Posted on: February 26, 2018, 05:00h. 

Last updated on: February 26, 2018, 04:13h.

The 13, as the casino in Macau’s Coloane Valley is known, may be regretting its choice of an unlucky number for its nomenclature. The gaming venue has faced a bevvy of obtsacles, and now, in recent financial filings with the Hong Kong Stock Exchange, the parent entity to the $1.6 billion resort says it hopes to open up casino operations sometime before March 31, 2019: more than a year late.

The 13 Macau Stephen Hung
Stephen Hung, right, resigned from The 13 in January, and the resort won’t be taking bets for more than another year at least. (Image: Anthony Kwan/Bloomberg/Edward Berthelot/Getty/Casino.org)

In a letter from The 13 Holdings Board of Directors, the company explained it expects the casino and the resort’s retail shops to open by the end of March next year.

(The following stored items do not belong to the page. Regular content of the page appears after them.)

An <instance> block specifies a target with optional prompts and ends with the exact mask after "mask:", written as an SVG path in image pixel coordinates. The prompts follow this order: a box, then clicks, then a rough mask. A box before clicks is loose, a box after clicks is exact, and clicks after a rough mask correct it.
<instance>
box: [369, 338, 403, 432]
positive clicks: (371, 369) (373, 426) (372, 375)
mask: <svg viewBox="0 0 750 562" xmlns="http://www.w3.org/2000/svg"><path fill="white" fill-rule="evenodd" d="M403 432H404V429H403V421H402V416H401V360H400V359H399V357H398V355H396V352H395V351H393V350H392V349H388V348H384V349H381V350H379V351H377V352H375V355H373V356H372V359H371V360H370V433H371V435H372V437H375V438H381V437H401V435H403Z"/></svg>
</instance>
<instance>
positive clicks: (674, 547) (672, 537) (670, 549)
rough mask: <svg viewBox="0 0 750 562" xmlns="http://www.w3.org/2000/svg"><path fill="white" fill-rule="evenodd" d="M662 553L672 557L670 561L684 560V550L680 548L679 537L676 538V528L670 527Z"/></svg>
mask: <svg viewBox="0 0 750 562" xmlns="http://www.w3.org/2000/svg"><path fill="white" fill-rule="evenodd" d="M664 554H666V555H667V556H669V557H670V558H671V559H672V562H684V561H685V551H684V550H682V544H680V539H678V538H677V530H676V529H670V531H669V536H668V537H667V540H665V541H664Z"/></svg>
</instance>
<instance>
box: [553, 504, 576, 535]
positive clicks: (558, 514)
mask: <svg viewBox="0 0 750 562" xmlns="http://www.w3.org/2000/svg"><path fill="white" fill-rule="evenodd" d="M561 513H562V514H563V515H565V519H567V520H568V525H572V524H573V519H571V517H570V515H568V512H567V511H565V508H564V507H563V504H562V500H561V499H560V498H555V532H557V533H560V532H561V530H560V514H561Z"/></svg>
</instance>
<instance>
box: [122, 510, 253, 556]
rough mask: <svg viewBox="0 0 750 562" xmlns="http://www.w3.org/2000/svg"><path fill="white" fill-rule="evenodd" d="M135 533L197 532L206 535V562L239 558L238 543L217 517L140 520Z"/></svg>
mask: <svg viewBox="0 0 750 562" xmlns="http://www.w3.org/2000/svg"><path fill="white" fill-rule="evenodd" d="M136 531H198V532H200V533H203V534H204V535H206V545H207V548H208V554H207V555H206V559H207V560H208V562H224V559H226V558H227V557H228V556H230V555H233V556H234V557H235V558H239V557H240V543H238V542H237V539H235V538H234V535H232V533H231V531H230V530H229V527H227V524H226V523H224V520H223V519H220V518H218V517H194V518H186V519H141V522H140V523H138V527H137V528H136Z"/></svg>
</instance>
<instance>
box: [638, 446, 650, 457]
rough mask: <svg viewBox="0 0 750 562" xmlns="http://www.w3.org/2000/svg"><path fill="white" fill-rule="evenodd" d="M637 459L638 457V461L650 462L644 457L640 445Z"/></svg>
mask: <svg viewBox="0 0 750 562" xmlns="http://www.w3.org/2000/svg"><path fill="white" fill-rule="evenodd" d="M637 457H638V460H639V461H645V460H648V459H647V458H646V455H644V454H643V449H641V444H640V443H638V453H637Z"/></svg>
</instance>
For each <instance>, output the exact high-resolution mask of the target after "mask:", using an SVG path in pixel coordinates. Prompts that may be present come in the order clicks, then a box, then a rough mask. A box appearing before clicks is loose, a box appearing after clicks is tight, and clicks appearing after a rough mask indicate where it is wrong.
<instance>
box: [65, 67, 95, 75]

Management said the gaming floor will debut with 66 gaming tables, 50 of which will be tailored towards a so-called “high stakes mass market.” The remaining 16 tables will be inside a VIP room for ultra-high rollers. The casino will additionally offer about 50 slot machines with “minimum bets that are set at a comparatively high level.”

The 13 board says it still needs to raise $45 million in order to cover the casino’s equipment and supplies.

Casino Partner Unknown

The 13 plans to open its hotel and restaurants by April 30, 2018. But getting the affluent guests the ultra-luxury hotel seeks might be difficult without an operational casino.

Envisioned in 2013 by colorful investor Stephen Hung, the project has spared no expense in trying to bring the 200 all-suite hotel to life. Despite still not having a single reservation on the books, Hung purchased 30 Rolls-Royce Phantoms at a cost of more than $20 million to serve shuttle future guests to and from his luxury property.

But Bloomberg Intelligence gaming analyst Margaret Huang said last fall that VIPs are unlikely to stay at The 13 until it has a casino.

“If the property operates as a standalone hotel, it may be difficult to justify room rates to match its high-end focus,” Huang opined. “Without a casino, it would be nearly impossible to have gamblers book rooms separately with them.”

Moreover, The 13 is located in a residential area half a mile south of the chic Cotai Strip.

Macau’s Gaming Inspection and Coordination Bureau revealed in November that the resort still hadn’t filed an application to house a casino. In its securities filing this week, The 13 says it’s reached an agreement with one of Macau’s six licensed casino operators to build and operate a satellite facility. However, it didn’t specify the partner, nor did it reveal whether it had filed paperwork with the enclave’s gaming regulator.

Hung Out After Stock Tumble

The 13, listed as a construction engineering company on the Hong Kong Stock Exchange, attracted a flurry of money after unveiling its Macau casino plans. China’s gambling enclave had just hit a record $45 billion in gross gaming revenue, and investors wanted in.

But as the federal government cracked down on VIP junkets transporting mainland millionaires to the region, Macau lost billions of dollars and many investors folded on their stakes. Shares of The 13 Holdings Ltd. tumbled from over $12.75 in 2014 to less than a nickel this week.

Hung resigned from the company he founded late last month.